Session AV Speech:

Audiovisual Speech: Analysis, Synthesis, Perception and Recognition

Type: special
Chair: Sascha Fagel
Date: Thursday - August 09, 2007
Time: 16:00
Room: 3 (Yellow)

 

AV Speech-1 AUDIOVISUAL SPEECH: ANALYSIS, SYNTHESIS, PERCEPTION, AND RECOGNITION
Sascha Fagel, Berlin University of Technology
Paper File
  In many cases research in the fields of audiovisual speech analysis, synthesis, perception and (automatic) recognition is carried out separately with only limited account for the neighboring areas. But the author claims that these neighboring areas yield huge, currently idle potential to improve and better understand the field under investigation and that human speech as a phenomenon should be looked at from a more holistic point of view. This paper briefly looks into the fields of audiovisual speech research and tries to identify existing links between them as well as future collaboration for promising prospective mutual benefit.
AV Speech-2 AUDITORY-VISUAL SPEECH ANALYSIS: IN SEARCH OF A THEORY
Christian Kroos, MARCS Auditory Laboratories, University of Western Sydney
Paper File
  In the last decade auditory-visual speech analysis has benefited greatly from advances in face motion measurement technology. Devices and systems have become widespread, more versatile, easier to use and cheaper. Statistical methods to handle multichannel data returned by the face motion measurements are readily available. However, no comprehensive theory or, minimally common framework to guide auditory-visual speech analysis has emerged. In this paper it is proposed that Articulatory Phonology [3] developed by Browman and Goldstein for auditory-articulatory speech production is capable of filling the gap. Benefits and problems are discussed.
AV Speech-3 AUDIOVISUAL SPEECH SYNTHESIS
Barry-John Theobald, School of Computing Sciences, University of East Anglia
Paper File
  The ultimate goal of audiovisual speech synthesis is to create a machine that is able to articulate human-like audiovisual speech from text. There has been much interest in producing such a system over the last few decades and current state-of-the-art systems can generate very realistic synthesised speech.
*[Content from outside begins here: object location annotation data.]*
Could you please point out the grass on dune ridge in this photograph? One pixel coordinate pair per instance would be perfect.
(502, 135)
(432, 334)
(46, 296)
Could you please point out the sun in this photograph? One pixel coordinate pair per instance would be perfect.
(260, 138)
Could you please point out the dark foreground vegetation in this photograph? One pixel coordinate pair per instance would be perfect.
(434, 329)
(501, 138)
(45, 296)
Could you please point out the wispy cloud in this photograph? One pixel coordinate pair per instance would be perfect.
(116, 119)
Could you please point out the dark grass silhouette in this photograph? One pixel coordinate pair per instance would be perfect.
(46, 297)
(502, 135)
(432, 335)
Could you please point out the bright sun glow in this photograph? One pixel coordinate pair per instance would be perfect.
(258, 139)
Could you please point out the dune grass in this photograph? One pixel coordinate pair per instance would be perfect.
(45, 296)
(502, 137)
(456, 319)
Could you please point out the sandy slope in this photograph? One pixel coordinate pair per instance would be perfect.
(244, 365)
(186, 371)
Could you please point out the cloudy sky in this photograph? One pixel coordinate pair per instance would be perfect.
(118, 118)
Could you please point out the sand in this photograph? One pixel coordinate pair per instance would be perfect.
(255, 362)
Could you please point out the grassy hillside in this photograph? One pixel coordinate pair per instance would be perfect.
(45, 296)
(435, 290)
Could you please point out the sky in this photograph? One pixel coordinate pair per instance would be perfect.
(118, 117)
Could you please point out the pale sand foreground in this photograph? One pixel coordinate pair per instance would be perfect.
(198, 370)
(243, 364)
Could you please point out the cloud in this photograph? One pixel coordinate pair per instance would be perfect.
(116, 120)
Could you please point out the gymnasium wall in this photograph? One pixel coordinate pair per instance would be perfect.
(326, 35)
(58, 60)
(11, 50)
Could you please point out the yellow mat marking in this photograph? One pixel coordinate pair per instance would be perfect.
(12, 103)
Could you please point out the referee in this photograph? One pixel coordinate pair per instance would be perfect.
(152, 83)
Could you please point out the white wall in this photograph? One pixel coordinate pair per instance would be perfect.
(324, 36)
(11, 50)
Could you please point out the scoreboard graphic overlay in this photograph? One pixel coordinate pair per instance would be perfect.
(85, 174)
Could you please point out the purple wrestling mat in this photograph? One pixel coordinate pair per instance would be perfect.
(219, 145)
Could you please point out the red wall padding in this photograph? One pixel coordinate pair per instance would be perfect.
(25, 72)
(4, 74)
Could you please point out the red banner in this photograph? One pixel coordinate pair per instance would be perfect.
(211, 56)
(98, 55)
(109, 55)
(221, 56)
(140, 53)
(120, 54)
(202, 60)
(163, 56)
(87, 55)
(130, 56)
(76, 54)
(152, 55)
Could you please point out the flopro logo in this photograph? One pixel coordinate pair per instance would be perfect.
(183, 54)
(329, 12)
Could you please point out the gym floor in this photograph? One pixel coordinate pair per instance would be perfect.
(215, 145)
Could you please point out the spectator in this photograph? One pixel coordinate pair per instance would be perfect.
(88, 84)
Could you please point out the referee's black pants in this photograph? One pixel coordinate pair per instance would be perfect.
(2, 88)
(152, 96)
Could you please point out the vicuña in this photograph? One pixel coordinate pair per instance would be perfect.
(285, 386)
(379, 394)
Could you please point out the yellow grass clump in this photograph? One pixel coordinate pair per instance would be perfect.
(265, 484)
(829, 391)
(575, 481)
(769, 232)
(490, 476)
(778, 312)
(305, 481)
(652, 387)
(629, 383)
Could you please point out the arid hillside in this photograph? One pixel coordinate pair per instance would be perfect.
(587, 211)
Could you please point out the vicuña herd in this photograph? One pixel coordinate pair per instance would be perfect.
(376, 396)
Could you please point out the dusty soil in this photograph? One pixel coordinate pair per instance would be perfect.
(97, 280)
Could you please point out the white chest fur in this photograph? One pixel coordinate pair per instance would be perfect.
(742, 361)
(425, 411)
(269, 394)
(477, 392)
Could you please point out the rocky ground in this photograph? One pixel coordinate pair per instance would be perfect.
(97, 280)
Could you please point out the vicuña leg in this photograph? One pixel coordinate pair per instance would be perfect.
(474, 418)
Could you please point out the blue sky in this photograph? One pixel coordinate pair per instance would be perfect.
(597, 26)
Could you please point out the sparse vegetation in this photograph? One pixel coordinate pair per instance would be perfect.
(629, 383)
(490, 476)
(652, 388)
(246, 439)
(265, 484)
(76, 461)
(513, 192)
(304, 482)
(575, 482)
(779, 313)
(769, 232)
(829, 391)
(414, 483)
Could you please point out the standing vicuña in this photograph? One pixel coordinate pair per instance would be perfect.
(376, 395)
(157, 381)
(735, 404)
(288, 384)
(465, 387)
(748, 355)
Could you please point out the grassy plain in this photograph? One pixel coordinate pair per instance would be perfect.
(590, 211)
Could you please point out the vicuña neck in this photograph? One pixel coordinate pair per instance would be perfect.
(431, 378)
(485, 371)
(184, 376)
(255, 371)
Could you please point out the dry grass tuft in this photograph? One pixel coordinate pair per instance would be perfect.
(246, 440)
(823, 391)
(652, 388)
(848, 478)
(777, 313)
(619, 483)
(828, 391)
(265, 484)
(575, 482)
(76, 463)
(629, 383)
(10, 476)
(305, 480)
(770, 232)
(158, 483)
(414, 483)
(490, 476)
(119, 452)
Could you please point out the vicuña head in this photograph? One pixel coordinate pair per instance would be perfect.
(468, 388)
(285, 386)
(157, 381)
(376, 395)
This paper presents a broad overview of audiovisual speech synthesis and considers possible future directions.
AV Speech-4 SPEECH STRUCTURE DECISIONS FROM SPEECH MOTION COORDINATIONS
Marie-Agnès Cathiard, Université Stendhal
Christian Abry, Université Stendhal
Paper File
  Supporters of speech as an essentially motion phenomenon have forgotten the evidence, coming from static phases in the “elastic speech” flow, that these phases can give direct access to speech structures at their best. In fact the very name of this Structure-from-Motion (SfM) problem means that motion is just for recovering structures, when undersampled. By combining SfM with Multistable Perception, we will reinforce the claim that changes in the perceiver's mind, regarding stationary or repetitive audiovisual speech moving displays, are perceptual decisions on changes in structure, rather than simple low-level decisions on changes in motion direction. The outcome of this quest for speech structure recovery is that, contrary to other perception domains, where scientists are struggling in search of stabilizing biases, the very time unfolding of speech coordinations –and non-human primate calls– gives for free neural control biases within their natural integrative time-windows.
AV Speech-5 AUDIOVISUAL SPEECH RECOGNITION WITH ARTICULATOR POSITIONS AS HIDDEN VARIABLES
Mark Hasegawa-Johnson, University of Illinois at Urbana-Champaign
Karen Livescu, Massachusetts Institute of Technology
Partha Lal , University of Edinburgh
Kate Saenko, Massachusetts Institute of Technology
Paper File
  Speech recognition, by both humans and machines, benefits from visual observation of the face. It has often been noticed, however, that the audible and visible correlates of a phoneme may be asynchronous; perhaps for this reason, automatic speech recognition structures that allow asynchrony between the audible phoneme and the visible viseme outperform recognizers that allow no such asynchrony. This paper proposes, and tests using experimental speech recognition systems, a new explanation for audiovisual asynchrony. We propose that audiovisual asynchrony may be the result of asynchrony between the gestures implemented by different articulators. The proposed model of audiovisual asynchrony is tested by implementing an "articulatory-feature model" audiovisual speech recognizer with multiple hidden state variables, each representing the gestures of one articulator. The proposed system performs as well as a standard audiovisual recognizer on a digit recognition task; the best results are achieved by combining the outputs of the two systems.